The C4 model facilitates collaborative visual architecting and evolutionary architecture in the context of agile teams where more formal documentation methods and up-front architectural design are not desired.
I am a big fan of evolutionary architecture so this fits the bill perfectly.
As an example — See how easy it is to read and understand each of these diagrams.
Level 1 — System context
Level 2 — Container diagram
Level 3 — Component diagram
Still — this alone does not solve the problem of spending (wasting?) hours to update the model after some time. This is inevitable — especially as the architecture evolves.
Enter PlantUML
What is so great about this tool?
Well — PlantUML is an open-source tool allowing users to create diagrams from a plain text language. This means you no longer have to fire up some heavy program / plugin to update your diagrams — you can model it in code.
Compared to other tools (such as Structurizr) — PlantUML is mature, battle-tested and free to use.
And what do we usually do with code?
We store it in version control such as GIT — which in turn facilitates collaboration and gives us the added benefit of knowing what changed when — giving us the complete evolutionary history of an application!

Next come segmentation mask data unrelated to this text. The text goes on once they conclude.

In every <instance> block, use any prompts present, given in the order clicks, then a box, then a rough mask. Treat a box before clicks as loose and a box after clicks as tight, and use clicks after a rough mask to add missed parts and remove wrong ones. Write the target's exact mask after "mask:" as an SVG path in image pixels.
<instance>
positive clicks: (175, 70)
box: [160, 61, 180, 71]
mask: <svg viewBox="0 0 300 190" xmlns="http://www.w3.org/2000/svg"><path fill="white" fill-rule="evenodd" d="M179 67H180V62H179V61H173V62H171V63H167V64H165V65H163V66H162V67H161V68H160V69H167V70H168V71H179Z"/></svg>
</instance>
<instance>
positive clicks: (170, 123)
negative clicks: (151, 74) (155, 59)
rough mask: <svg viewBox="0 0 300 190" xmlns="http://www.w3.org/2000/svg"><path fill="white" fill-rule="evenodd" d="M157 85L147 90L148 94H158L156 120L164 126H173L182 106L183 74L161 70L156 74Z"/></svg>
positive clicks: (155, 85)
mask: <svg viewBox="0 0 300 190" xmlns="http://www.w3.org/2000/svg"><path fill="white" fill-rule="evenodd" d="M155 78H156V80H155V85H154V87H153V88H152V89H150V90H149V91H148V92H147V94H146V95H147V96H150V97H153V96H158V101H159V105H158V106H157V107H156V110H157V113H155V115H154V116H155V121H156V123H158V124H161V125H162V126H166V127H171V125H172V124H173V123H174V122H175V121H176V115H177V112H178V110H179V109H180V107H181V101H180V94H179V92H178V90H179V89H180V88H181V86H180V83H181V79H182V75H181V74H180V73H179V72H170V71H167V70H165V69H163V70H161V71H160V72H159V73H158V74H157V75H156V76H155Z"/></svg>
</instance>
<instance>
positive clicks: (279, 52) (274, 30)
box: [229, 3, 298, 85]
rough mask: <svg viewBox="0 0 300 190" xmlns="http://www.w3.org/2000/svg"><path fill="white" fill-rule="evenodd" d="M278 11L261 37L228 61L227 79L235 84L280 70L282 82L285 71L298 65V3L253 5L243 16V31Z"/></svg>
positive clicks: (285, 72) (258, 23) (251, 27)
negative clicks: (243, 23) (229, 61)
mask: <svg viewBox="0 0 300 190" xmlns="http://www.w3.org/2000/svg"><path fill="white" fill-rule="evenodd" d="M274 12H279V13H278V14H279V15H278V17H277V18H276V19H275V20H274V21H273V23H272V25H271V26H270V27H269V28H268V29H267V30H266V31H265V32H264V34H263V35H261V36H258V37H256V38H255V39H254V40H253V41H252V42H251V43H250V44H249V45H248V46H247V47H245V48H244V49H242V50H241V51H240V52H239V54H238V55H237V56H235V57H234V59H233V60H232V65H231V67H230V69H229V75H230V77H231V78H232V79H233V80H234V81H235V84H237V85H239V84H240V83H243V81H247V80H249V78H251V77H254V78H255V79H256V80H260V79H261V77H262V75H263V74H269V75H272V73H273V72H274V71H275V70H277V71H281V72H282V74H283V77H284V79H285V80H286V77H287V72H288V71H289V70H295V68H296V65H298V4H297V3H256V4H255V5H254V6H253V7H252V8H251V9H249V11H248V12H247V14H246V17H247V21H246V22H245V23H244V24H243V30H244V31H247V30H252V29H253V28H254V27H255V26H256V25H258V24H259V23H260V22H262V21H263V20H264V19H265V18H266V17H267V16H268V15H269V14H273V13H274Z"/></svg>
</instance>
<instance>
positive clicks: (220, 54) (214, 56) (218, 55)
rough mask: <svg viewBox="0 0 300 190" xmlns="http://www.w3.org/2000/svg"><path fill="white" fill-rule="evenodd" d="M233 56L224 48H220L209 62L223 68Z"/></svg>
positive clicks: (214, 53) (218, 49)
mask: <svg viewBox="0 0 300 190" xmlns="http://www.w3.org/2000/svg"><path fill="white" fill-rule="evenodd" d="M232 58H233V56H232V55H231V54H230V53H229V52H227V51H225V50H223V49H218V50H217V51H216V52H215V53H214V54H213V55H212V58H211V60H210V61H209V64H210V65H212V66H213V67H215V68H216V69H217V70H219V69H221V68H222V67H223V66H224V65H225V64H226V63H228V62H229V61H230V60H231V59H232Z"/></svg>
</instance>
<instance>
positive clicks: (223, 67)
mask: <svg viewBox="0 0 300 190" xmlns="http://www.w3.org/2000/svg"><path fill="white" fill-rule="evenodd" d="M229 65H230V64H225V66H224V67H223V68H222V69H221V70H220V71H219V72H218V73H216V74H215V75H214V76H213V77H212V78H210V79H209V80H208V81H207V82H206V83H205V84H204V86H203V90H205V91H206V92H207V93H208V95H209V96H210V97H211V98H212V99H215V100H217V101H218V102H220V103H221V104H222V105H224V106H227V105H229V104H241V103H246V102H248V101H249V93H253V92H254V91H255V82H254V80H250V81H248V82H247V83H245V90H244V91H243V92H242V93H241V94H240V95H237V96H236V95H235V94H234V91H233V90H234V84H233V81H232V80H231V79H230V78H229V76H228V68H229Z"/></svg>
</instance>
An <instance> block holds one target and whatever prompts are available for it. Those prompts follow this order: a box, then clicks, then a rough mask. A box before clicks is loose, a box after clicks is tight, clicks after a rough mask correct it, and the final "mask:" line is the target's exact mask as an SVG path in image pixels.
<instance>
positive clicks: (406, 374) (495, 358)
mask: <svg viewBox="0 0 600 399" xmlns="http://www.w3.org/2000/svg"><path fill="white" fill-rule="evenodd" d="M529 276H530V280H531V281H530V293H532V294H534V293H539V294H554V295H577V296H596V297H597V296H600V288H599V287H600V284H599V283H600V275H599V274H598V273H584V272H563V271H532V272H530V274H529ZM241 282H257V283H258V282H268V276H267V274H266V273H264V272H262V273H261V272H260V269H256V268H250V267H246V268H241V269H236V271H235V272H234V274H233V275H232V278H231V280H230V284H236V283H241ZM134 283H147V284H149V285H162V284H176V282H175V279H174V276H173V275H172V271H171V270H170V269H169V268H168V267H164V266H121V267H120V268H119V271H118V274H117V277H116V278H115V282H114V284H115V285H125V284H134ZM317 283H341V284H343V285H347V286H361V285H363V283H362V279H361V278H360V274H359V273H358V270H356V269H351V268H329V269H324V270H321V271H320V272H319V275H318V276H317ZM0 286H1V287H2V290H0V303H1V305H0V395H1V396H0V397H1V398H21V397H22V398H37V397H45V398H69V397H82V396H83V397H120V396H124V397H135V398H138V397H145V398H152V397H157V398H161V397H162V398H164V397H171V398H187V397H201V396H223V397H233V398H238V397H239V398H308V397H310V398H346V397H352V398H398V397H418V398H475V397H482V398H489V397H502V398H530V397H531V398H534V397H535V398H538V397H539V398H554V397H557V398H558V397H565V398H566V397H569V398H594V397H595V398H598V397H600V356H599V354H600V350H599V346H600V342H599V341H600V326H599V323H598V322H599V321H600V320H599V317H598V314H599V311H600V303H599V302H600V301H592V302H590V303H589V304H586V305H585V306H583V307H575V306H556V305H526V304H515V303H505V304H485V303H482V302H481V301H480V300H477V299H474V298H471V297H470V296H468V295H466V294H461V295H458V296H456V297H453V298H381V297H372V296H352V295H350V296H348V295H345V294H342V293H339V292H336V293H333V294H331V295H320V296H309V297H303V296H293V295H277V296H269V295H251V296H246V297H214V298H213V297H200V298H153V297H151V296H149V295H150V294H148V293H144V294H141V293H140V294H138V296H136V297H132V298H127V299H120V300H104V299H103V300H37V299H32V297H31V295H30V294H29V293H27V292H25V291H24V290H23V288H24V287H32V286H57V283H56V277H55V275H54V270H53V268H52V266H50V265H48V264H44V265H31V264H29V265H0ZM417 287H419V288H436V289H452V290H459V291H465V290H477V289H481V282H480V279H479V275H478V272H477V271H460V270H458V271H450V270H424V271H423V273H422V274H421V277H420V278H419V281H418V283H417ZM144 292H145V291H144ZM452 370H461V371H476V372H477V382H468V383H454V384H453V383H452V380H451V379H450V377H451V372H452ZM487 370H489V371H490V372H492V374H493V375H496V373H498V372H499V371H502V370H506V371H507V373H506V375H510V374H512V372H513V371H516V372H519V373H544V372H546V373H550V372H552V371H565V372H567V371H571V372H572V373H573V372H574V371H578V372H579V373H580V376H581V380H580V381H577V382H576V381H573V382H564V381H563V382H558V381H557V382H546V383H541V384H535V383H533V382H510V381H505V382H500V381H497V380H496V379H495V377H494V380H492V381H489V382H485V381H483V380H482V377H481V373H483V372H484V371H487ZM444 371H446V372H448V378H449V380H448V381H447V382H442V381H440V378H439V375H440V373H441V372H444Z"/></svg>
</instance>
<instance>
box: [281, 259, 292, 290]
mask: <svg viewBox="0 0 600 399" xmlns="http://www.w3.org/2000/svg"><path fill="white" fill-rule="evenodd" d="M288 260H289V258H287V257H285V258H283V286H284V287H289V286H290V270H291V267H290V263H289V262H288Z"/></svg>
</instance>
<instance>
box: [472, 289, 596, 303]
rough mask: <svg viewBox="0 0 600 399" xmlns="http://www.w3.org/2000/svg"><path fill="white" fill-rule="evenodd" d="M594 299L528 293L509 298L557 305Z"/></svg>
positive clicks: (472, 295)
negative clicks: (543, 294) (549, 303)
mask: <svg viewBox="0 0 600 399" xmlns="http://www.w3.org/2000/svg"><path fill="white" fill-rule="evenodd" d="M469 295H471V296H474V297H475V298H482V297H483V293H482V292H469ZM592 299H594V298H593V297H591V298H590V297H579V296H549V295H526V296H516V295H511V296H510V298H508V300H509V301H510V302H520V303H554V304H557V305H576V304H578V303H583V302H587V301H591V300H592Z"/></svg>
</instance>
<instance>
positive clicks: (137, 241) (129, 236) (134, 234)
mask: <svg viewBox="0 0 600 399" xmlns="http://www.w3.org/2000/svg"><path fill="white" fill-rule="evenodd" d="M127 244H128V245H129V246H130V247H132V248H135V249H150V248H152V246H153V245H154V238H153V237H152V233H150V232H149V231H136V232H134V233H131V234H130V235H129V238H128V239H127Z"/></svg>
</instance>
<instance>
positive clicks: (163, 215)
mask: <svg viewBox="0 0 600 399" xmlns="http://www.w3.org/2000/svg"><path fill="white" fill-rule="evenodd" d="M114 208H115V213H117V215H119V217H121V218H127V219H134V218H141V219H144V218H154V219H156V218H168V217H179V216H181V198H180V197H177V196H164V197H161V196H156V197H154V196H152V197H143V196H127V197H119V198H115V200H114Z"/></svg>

For instance — here is the code for the Level 1 diagram:
@startuml
!include C4_Context.puml
LAYOUT_WITH_LEGEND()
title System Context diagram for Internet Banking System
Person(customer, "Personal Banking Customer", "A customer of the bank, with personal bank accounts.")
System(banking_system, "Internet Banking System", "Allows customers to view information about their bank accounts, and make payments.")
System_Ext(mail_system, "E-mail system", "The internal Microsoft Exchange e-mail system.")
System_Ext(mainframe, "Mainframe Banking System", "Stores all of the core banking information about customers, accounts, transactions, etc.")
Rel(customer, banking_system, "Uses")
Rel_Back(customer, mail_system, "Sends e-mails to")
Rel_Neighbor(banking_system, mail_system, "Sends e-mails", "SMTP")
Rel(banking_system, mainframe, "Uses")
@endumlNeat.
There are some supplementary diagrams as well such as:
As for tooling support, there are plugins available for Visual Studio Code and IntelliJ IDEA.
Most of these plugins default to an open PlantUML server, but have the option of using a local PlantUML server which is as easy as..
docker run -d -p 8080:8080 plantuml/plantuml-server:tomcatNow there are some drawbacks.
- PlantUML (and other similar tools) can be tricky to position with regards to arrows, boxes etc. when diagrams get complex.
- Generating these diagrams require a server component whereas others (such as MermaidJS) are more smooth to integrate into ex. a Github page.
But all in all it is a fair tradeoff. I think it does a decent job positioning stuff most of the time and generating updated diagrams on the fly could easily be achieved by a simple Jenkins job / GitHub action.
And there you have it! May your diagrams be blessed from this day on.